Teori nilai uang dibagi menjadi 3 yaitu :

a.   Teori Barang
  • Teori logam (katalistik) menyatakan bahwa uang diterima masyarakat karena bahannya dibuat dari logam yang bernilai tinggi. Teori ini dipelopori oleh Adam Smith.
  • Teori nilai batas menyatakan bahwa uang diterima masyarakat karena adanya keperluan masyarakat akan barang dan adanya kepercayaan terhadap uang.

b. Teori Nominalisme
  1. Teori perjanjian (konvensi), yaitu uang diterima oleh masyarakat karena adanya perjanjian untuk memakai suatu benda dalam pertukaran. Pelopor teori ini adalah Thomas Aquinas.
  2. Teori kebiasaan, yaitu uang diterima oleh masyarakat karena kebiasaan masyarakat menggunakan benda tertentu dalam pertukaran.
  3. Teori kenegaraan, yaitu uang diterima oleh masyarakat karena adanya ketetapan dari pemerintah dalam pertukaran.
  4. Teori tuntutan (klaim), yaitu uang diterima oleh masyarakat karena ada tuntutan terhadap barang-barang yang dihasilkan masyarakat. Pelopor teori ini adalah J. S. Mill.
  5. Teori realisme (fungsi), yaitu uang diterima oleh masyarakat karena adanya penilaian terhadap uang yang dapat memudahkan pertukaran. Pelopor teori ini adalah David Hume.

c. Teori Internal
    Teori ini didasarkan pada kemampuan uang untuk ditukarkan dengan sejumlah barang/jasa tertentu. Dalam ekonomi moneter teori ini disebut juga Teori permintaan uang.
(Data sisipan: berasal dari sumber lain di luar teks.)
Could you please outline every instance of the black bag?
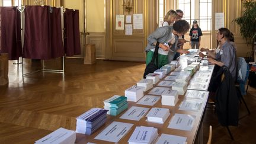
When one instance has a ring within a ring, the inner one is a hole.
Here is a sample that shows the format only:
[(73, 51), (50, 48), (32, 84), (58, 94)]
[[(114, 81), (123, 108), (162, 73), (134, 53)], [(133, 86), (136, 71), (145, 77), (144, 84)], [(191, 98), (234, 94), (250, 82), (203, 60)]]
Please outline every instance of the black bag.
[[(159, 42), (156, 43), (156, 47), (155, 49), (154, 55), (151, 62), (146, 66), (143, 78), (146, 78), (146, 76), (149, 73), (153, 73), (158, 69), (158, 49), (159, 49)], [(156, 65), (155, 63), (156, 60)]]

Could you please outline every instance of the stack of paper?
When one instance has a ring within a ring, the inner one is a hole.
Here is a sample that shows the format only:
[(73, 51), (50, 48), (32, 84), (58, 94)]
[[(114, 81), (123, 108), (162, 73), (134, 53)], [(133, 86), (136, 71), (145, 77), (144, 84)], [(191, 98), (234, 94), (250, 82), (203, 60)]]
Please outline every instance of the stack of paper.
[(91, 135), (103, 125), (107, 120), (104, 109), (93, 108), (76, 117), (76, 133)]
[(189, 67), (189, 66), (185, 68), (184, 69), (184, 71), (190, 72), (191, 76), (193, 76), (196, 72), (194, 68)]
[(144, 87), (133, 85), (124, 91), (124, 95), (127, 101), (137, 102), (143, 95)]
[(159, 82), (160, 75), (155, 73), (148, 73), (146, 76), (146, 79), (153, 79), (153, 84), (155, 84)]
[(148, 121), (163, 124), (170, 115), (169, 109), (153, 107), (146, 117)]
[(159, 74), (159, 78), (161, 79), (165, 76), (167, 71), (164, 69), (158, 69), (154, 72), (155, 73)]
[(129, 143), (152, 143), (158, 136), (153, 127), (137, 126), (128, 140)]
[(175, 81), (177, 82), (185, 82), (187, 83), (188, 82), (188, 81), (190, 78), (190, 75), (178, 75), (175, 78)]
[(107, 114), (114, 116), (128, 108), (127, 97), (117, 95), (105, 100), (104, 103), (104, 109), (108, 110)]
[(139, 82), (137, 82), (137, 85), (144, 87), (144, 91), (146, 91), (153, 88), (153, 79), (142, 79)]
[(74, 131), (62, 127), (35, 142), (35, 143), (75, 143), (76, 134)]
[(184, 95), (187, 91), (187, 85), (185, 82), (175, 82), (172, 84), (172, 89), (177, 90), (179, 95)]
[(175, 106), (178, 101), (178, 94), (177, 90), (165, 91), (162, 94), (162, 105)]
[(168, 63), (165, 65), (165, 66), (168, 66), (171, 68), (171, 71), (172, 71), (175, 69), (176, 65), (174, 64)]

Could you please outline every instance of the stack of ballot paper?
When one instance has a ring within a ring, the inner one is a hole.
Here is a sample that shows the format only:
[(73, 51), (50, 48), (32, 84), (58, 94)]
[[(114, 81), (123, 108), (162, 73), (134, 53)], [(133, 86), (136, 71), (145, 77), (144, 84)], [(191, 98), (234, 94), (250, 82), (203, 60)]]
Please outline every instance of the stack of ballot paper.
[(146, 91), (153, 88), (153, 79), (142, 79), (139, 82), (137, 82), (137, 85), (144, 87), (144, 91)]
[(167, 73), (169, 73), (169, 72), (171, 72), (171, 67), (170, 66), (163, 66), (160, 68), (160, 69), (165, 70), (167, 71)]
[(137, 126), (129, 140), (129, 143), (152, 143), (158, 136), (158, 129), (153, 127)]
[(178, 91), (169, 89), (162, 94), (162, 105), (175, 106), (178, 101)]
[(171, 71), (172, 71), (175, 69), (176, 65), (174, 64), (168, 63), (165, 65), (165, 66), (168, 66), (171, 68)]
[(168, 108), (153, 107), (151, 108), (146, 117), (147, 117), (148, 121), (163, 124), (169, 115)]
[(160, 75), (155, 73), (149, 73), (146, 76), (146, 79), (153, 79), (153, 84), (158, 83), (159, 81)]
[(144, 95), (144, 87), (133, 85), (124, 91), (127, 101), (137, 102)]
[(35, 143), (75, 143), (75, 139), (76, 134), (74, 131), (60, 127), (36, 141)]
[(105, 123), (107, 111), (104, 109), (92, 108), (76, 117), (76, 133), (92, 134)]
[(179, 95), (184, 95), (187, 91), (187, 82), (175, 82), (172, 85), (172, 89), (177, 90)]
[(190, 75), (178, 75), (178, 76), (177, 76), (177, 77), (175, 78), (175, 81), (185, 82), (188, 83), (190, 78)]
[(193, 76), (196, 72), (194, 68), (189, 66), (185, 68), (184, 71), (190, 72), (191, 76)]
[(157, 69), (154, 72), (155, 73), (159, 74), (159, 78), (161, 79), (165, 76), (167, 74), (167, 71), (164, 69)]
[(128, 108), (127, 97), (115, 95), (105, 100), (104, 109), (108, 110), (107, 114), (116, 116)]

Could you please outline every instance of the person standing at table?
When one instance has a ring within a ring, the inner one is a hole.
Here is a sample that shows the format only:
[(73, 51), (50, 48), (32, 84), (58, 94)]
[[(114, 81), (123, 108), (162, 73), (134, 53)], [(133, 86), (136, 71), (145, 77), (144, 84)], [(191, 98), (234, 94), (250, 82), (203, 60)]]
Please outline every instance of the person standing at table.
[(199, 49), (200, 46), (201, 36), (203, 36), (201, 28), (197, 24), (197, 21), (194, 20), (190, 33), (190, 44), (192, 49)]

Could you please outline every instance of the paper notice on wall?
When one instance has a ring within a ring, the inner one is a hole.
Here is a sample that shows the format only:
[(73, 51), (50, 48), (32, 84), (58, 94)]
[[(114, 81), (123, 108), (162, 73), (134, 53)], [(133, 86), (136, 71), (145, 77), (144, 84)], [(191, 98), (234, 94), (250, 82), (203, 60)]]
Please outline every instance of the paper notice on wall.
[(126, 35), (132, 35), (132, 24), (126, 24)]
[(215, 30), (224, 27), (224, 13), (216, 12), (215, 13)]
[(143, 29), (143, 15), (133, 14), (133, 28), (135, 30)]
[(116, 30), (124, 29), (124, 15), (116, 15)]
[(132, 15), (126, 15), (126, 23), (132, 23)]

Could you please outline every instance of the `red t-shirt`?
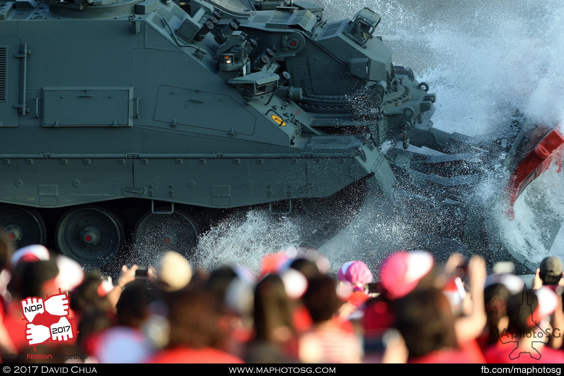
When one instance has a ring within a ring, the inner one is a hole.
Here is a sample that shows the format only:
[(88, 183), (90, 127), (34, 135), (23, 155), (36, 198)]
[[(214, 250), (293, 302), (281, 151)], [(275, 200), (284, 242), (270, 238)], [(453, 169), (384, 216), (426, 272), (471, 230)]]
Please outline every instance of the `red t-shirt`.
[(444, 348), (426, 355), (409, 358), (408, 363), (473, 363), (474, 360), (464, 351)]
[(193, 349), (177, 347), (162, 350), (147, 363), (244, 363), (235, 355), (211, 347)]
[(555, 350), (539, 343), (539, 353), (521, 352), (517, 341), (505, 344), (499, 342), (486, 350), (484, 355), (488, 363), (564, 363), (564, 352)]

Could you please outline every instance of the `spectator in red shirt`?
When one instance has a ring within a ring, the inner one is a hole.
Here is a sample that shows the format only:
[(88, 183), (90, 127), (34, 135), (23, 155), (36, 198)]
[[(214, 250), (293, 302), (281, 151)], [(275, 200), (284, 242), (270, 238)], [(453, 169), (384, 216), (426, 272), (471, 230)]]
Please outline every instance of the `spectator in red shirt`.
[[(542, 291), (541, 291), (542, 290)], [(547, 318), (558, 305), (558, 298), (543, 287), (523, 289), (512, 295), (508, 302), (506, 326), (500, 333), (499, 343), (485, 352), (488, 363), (562, 363), (564, 352), (547, 346), (550, 333)], [(552, 328), (550, 328), (552, 329)]]
[(204, 290), (183, 289), (170, 293), (168, 346), (150, 363), (243, 363), (220, 350), (226, 335), (219, 322), (219, 302)]

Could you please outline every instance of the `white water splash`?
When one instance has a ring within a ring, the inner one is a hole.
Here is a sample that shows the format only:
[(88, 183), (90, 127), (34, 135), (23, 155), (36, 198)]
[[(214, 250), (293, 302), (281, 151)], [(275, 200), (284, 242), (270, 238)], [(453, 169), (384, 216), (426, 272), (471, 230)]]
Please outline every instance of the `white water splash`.
[(240, 265), (258, 274), (262, 257), (295, 246), (299, 229), (286, 217), (252, 210), (240, 220), (230, 218), (200, 238), (195, 267), (211, 270)]
[[(558, 1), (356, 1), (326, 0), (330, 21), (349, 18), (364, 6), (382, 16), (376, 29), (392, 50), (394, 63), (409, 67), (429, 83), (437, 100), (432, 120), (446, 131), (469, 135), (507, 124), (519, 109), (537, 122), (564, 118), (564, 5)], [(505, 216), (503, 191), (506, 176), (493, 174), (477, 188), (486, 214), (515, 254), (537, 264), (549, 253), (564, 257), (564, 232), (547, 249), (541, 208), (564, 213), (564, 173), (554, 166), (531, 183), (515, 204), (515, 219)], [(543, 203), (540, 205), (539, 202)], [(540, 211), (539, 212), (539, 210)], [(406, 220), (375, 213), (369, 200), (354, 223), (320, 250), (334, 271), (352, 259), (378, 261), (393, 249), (421, 246)], [(299, 237), (287, 218), (251, 212), (243, 221), (221, 223), (205, 234), (197, 266), (224, 264), (256, 271), (265, 254), (292, 245)], [(432, 243), (431, 238), (430, 242)], [(434, 244), (437, 248), (456, 244)]]

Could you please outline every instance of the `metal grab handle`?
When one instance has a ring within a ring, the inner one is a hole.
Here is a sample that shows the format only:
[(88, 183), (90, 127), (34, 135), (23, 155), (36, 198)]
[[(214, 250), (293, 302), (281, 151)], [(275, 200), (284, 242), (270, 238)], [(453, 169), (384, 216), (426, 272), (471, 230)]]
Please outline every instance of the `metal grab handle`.
[(155, 200), (151, 200), (151, 212), (153, 214), (172, 214), (174, 213), (174, 203), (170, 203), (170, 211), (155, 211)]

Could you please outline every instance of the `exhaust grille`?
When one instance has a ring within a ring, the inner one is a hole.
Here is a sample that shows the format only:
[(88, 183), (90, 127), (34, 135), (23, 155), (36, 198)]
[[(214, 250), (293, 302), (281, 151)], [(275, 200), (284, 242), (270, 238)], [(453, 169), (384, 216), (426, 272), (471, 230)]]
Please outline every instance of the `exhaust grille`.
[(0, 46), (0, 101), (6, 100), (6, 65), (8, 47)]

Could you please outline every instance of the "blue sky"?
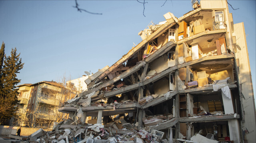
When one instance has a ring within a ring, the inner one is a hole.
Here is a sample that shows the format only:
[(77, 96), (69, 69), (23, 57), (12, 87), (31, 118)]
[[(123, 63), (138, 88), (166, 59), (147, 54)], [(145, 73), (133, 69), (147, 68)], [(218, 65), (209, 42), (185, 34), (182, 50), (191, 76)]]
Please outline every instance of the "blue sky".
[[(80, 77), (110, 66), (141, 39), (138, 33), (151, 21), (165, 20), (170, 12), (179, 18), (192, 10), (190, 0), (78, 1), (80, 7), (102, 15), (80, 12), (74, 0), (0, 1), (0, 40), (9, 55), (16, 47), (25, 63), (20, 84), (61, 77)], [(229, 0), (234, 23), (244, 22), (255, 94), (255, 0)], [(184, 10), (183, 11), (182, 10)]]

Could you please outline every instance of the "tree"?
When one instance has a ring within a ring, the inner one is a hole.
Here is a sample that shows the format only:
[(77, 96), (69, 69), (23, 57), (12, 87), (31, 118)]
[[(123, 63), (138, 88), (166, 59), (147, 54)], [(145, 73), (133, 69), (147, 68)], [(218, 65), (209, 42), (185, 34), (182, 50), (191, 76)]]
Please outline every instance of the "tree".
[[(3, 66), (3, 63), (4, 63), (4, 47), (5, 44), (4, 42), (2, 44), (2, 46), (1, 46), (1, 49), (0, 49), (0, 71), (2, 70), (2, 67)], [(1, 72), (0, 72), (0, 73)], [(0, 78), (1, 77), (1, 75), (0, 75)]]
[[(3, 67), (3, 64), (4, 63), (4, 48), (5, 44), (4, 42), (2, 44), (2, 46), (1, 46), (1, 49), (0, 49), (0, 79), (2, 77), (2, 68)], [(2, 82), (0, 82), (0, 89), (2, 89)]]
[[(2, 44), (2, 47), (3, 44)], [(1, 47), (2, 49), (2, 47)], [(15, 85), (20, 82), (17, 78), (17, 74), (22, 69), (24, 63), (17, 54), (16, 48), (12, 49), (10, 56), (4, 55), (4, 64), (1, 70), (0, 85), (0, 122), (4, 122), (15, 115), (16, 104), (18, 102), (18, 93)]]

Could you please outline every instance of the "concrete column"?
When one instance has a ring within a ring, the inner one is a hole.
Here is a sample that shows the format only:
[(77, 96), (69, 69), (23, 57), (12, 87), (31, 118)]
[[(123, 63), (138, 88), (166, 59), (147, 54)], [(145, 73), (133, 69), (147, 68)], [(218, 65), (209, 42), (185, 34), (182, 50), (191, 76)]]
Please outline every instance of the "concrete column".
[(140, 129), (143, 127), (143, 123), (142, 123), (142, 118), (145, 117), (145, 111), (142, 109), (140, 109), (139, 111), (139, 115), (138, 118), (138, 122), (139, 125), (138, 125), (138, 129)]
[[(230, 92), (230, 89), (229, 90)], [(226, 96), (224, 94), (223, 94), (222, 91), (221, 92), (221, 94), (222, 97), (225, 114), (234, 114), (234, 108), (233, 108), (233, 103), (232, 102), (232, 98), (229, 99), (228, 97)]]
[(69, 118), (70, 118), (72, 119), (73, 119), (73, 116), (74, 114), (75, 114), (75, 113), (74, 112), (69, 112)]
[(98, 118), (97, 118), (97, 123), (101, 124), (101, 120), (102, 118), (102, 110), (99, 110), (98, 113)]
[(228, 121), (228, 129), (230, 141), (234, 141), (234, 143), (240, 143), (239, 129), (238, 121), (237, 119), (233, 119)]
[(80, 118), (81, 121), (85, 122), (86, 119), (86, 113), (83, 112), (83, 115)]

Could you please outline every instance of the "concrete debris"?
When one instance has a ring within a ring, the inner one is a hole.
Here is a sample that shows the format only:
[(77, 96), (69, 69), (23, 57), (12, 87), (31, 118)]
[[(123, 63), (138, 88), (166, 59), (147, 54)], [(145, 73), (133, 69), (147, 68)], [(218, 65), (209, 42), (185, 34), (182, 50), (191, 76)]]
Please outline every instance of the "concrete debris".
[[(161, 119), (160, 120), (162, 121), (162, 120), (168, 119), (170, 117), (158, 116), (150, 116), (148, 118)], [(62, 122), (62, 124), (63, 122), (64, 121)], [(46, 132), (44, 131), (42, 129), (36, 131), (30, 136), (30, 139), (34, 139), (34, 141), (27, 139), (24, 141), (24, 142), (35, 141), (39, 143), (164, 142), (162, 137), (158, 134), (158, 132), (150, 133), (150, 129), (148, 129), (149, 128), (146, 127), (139, 130), (136, 130), (130, 123), (127, 124), (130, 124), (132, 127), (129, 129), (125, 128), (122, 129), (118, 128), (115, 129), (113, 127), (114, 125), (116, 125), (114, 122), (108, 123), (108, 125), (106, 125), (106, 126), (109, 127), (105, 127), (101, 124), (90, 125), (85, 123), (85, 125), (78, 124), (75, 126), (59, 124), (57, 125), (58, 127), (56, 129), (55, 129), (52, 131)], [(86, 131), (84, 131), (86, 130)], [(154, 133), (158, 135), (154, 134)]]

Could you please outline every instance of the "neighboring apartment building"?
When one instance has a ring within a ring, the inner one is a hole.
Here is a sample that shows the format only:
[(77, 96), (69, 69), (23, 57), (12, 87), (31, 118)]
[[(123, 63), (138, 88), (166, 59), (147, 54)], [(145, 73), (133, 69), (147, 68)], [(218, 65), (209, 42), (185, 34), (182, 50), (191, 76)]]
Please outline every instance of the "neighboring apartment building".
[(44, 81), (17, 87), (20, 101), (14, 124), (23, 127), (52, 127), (54, 122), (60, 121), (66, 115), (58, 112), (58, 109), (74, 95), (54, 81)]
[(90, 76), (84, 75), (82, 77), (68, 81), (66, 83), (67, 88), (73, 91), (76, 91), (76, 94), (82, 93), (87, 90), (87, 84), (84, 82)]
[[(162, 131), (168, 140), (189, 140), (200, 133), (220, 141), (255, 142), (243, 23), (233, 24), (226, 0), (198, 4), (178, 18), (168, 13), (166, 21), (140, 32), (141, 42), (59, 111), (82, 121), (97, 117), (99, 123), (104, 117), (104, 124), (106, 117), (120, 114), (121, 122)], [(95, 102), (100, 99), (107, 104)]]

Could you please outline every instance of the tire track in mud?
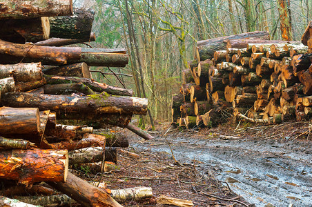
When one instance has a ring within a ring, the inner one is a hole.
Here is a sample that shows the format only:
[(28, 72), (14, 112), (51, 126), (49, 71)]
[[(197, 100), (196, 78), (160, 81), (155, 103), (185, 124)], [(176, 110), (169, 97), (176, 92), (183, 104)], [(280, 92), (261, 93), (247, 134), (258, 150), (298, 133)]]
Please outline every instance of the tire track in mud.
[[(202, 162), (203, 170), (256, 206), (312, 206), (311, 141), (168, 139), (176, 159)], [(159, 137), (133, 146), (170, 154), (157, 145), (166, 142)]]

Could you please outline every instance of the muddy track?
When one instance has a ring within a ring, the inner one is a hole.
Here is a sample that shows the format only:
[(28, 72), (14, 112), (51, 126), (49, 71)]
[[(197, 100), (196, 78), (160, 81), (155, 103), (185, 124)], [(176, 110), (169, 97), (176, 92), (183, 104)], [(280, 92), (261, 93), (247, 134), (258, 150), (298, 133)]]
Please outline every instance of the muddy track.
[[(312, 206), (311, 141), (167, 139), (177, 159), (202, 162), (203, 170), (256, 206)], [(171, 153), (165, 143), (159, 136), (133, 146)]]

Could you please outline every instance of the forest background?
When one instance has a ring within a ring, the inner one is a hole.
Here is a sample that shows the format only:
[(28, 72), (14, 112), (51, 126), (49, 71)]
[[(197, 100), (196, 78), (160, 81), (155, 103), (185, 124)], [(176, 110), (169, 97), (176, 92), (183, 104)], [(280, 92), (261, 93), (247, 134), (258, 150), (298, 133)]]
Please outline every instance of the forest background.
[[(92, 46), (124, 48), (129, 54), (126, 68), (97, 68), (102, 73), (92, 77), (148, 98), (149, 114), (159, 121), (171, 121), (172, 95), (179, 90), (197, 41), (255, 30), (269, 31), (271, 39), (300, 41), (312, 19), (312, 0), (73, 1), (95, 12)], [(287, 37), (281, 25), (287, 26)]]

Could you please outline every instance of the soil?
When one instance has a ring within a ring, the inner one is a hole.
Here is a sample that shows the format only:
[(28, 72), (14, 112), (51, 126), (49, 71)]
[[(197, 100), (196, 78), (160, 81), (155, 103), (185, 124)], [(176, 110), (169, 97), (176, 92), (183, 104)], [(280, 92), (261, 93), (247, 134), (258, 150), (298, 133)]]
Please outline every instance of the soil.
[(164, 206), (156, 204), (160, 195), (195, 206), (311, 206), (311, 122), (188, 130), (159, 125), (148, 141), (127, 132), (130, 147), (104, 180), (111, 189), (153, 188), (152, 199), (124, 206)]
Teori internal ini meliputi :
  • Teori kuantitas  (quantity theory) : menyatakan bahwa nilai uang tergantung pada jumlah uang yang beredar dalam masyarakat. Semakin banyak uang yang beredar semakin tinggi harga barang, dan sebaliknya. Hal tersebut dapat dirumuskan secara matematis sebagai berikut :
M= k. P
Keterangan:
M (money)       = Jumlah uang yang beredar
k (konstanta)    = Perbandingan konstan
P (price)           = Harga barang

  • Teori transaksi (exchange equation) : Teori ini dipelopori oleh Irving Fisher yang berpendapat bahwa nilai uang tergantung pada jumlah uang yang beredar, kecepatan uang beredar (berpindah tangan), dan jumlah barang yang diperdagangkan. Secara matematis dapat dirumuskan sebagai berikut :
M . V = P . T
Keterangan:
M (money)                                        = Jumlah uang yang beredar
V (velocit of circulation)                  = Kecepatan peredaran uang
P (price)                                             = Harga barang
T (transaction of goods)                    = Jumlah barang yang diperdagangkan

  • Teori persediaan kas (cash balance theory) : Teori ini dikemukakan oleh Alfred Marshall yang menyatakan bahwa nilai uang tergantung pada jumlah uang yang disimpan untuk persediaan kas dari sebagian pendapatan masyarakat. Persediaan kas tergantung pada jumlah pendapatan dan tingkat suku bunga di pasar. Secara matematis dapat dirumuskan sebagai berikut.
M = k . P . Y
Keterangan:
M (money)          = Jumlah uang yang beredar
k (koefisien)       = Jumlah uang untuk persediaan kas
P (price)               = Harga barang
Y (income)          = Pendapatan

Pengertian Pasar Uang (Money Market) : adalah pasar dengan instrumen financial jangka pendek, umumnya yang diperjualbelikan berkualitas tinggi. Jangka waktu instrumen pasar uang biasanya jatuh tempo dalam waktu satu tahun atau kurang. Pasar uang sering juga disebut pasar kredit jangka pendek.